The so-called rolling inquiries, a proxy for hiring, covered the period during which the government surveyed households for November’s unemployment rate. Continuing claims increased between the October and November survey periods. The unemployment rate was at 3.7% in October.

A separate Commerce Department report on Wednesday showed that new orders for American-made capital goods rebounded in October, while shipments rose solidly, suggesting that business spending on equipment started the fourth quarter on a solid.

Orders for non-defense capital goods, excluding aircraft, a popular indicator of corporate spending plans, rose 0.7% last month. These so-called core capital goods orders fell by 0.8% in September. The data is not adjusted for inflation. Basic capital goods rose 9.2% year over year in October.

Shipments of key capital goods rose 1.3% after dropping 0.1% in September. Major capital goods shipments are used to calculate equipment expenditure in the gross domestic product measurement.
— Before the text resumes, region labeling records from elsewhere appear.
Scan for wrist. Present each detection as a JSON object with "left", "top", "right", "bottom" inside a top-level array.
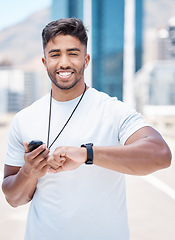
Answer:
[{"left": 81, "top": 143, "right": 93, "bottom": 165}]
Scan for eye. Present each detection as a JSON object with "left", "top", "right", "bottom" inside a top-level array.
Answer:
[
  {"left": 69, "top": 52, "right": 78, "bottom": 56},
  {"left": 51, "top": 53, "right": 60, "bottom": 57}
]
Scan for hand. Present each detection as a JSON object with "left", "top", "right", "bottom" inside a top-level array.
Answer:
[
  {"left": 23, "top": 142, "right": 50, "bottom": 178},
  {"left": 47, "top": 147, "right": 87, "bottom": 173}
]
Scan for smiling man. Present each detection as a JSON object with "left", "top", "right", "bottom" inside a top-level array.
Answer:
[{"left": 2, "top": 18, "right": 171, "bottom": 240}]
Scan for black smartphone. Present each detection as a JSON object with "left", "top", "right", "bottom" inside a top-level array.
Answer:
[{"left": 28, "top": 140, "right": 43, "bottom": 152}]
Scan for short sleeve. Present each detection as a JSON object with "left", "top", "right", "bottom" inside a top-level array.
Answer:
[{"left": 118, "top": 104, "right": 149, "bottom": 145}]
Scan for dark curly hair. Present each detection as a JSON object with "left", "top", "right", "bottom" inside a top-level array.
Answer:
[{"left": 42, "top": 18, "right": 88, "bottom": 49}]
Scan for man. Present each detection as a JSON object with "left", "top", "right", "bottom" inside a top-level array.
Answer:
[{"left": 2, "top": 19, "right": 171, "bottom": 240}]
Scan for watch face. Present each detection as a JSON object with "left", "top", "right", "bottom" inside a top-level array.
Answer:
[{"left": 81, "top": 143, "right": 93, "bottom": 164}]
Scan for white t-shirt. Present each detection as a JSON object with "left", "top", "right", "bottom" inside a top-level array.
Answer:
[{"left": 5, "top": 88, "right": 147, "bottom": 240}]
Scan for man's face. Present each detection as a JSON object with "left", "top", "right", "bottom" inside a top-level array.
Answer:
[{"left": 42, "top": 35, "right": 89, "bottom": 89}]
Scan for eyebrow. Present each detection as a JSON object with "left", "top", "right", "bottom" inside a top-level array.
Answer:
[{"left": 49, "top": 48, "right": 80, "bottom": 53}]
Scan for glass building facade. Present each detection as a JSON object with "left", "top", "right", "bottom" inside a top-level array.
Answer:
[{"left": 52, "top": 0, "right": 142, "bottom": 100}]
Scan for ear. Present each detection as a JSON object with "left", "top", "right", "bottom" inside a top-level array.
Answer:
[
  {"left": 84, "top": 54, "right": 90, "bottom": 68},
  {"left": 42, "top": 57, "right": 47, "bottom": 69}
]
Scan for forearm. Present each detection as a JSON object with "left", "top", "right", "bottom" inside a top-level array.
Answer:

Business spending on equipment rebounded sharply in the third quarter after contracting in the second quarter.

Orders for items ranging from toasters to airplanes expected to last three years or more accelerated 1.0% in October after rising 0.3% in September. They were buoyed by a 2.1% increase in transportation equipment orders, which followed a 2.5% increase in September.

“The growth trajectory for the fourth quarter is slowing but not contracting,” said Jeffrey Roach, chief economist at LPL Financial in Charlotte, North Carolina. “However, the slowdown in global economic activity increases the risk of a recession in 2023, but as of today, the economy is not in a recession.”

Reportage by Lucia Mutikani; Editing by Chizu Nomiyama and Andrea Ricci

Our standards: the Thomson Reuters Trust Principles.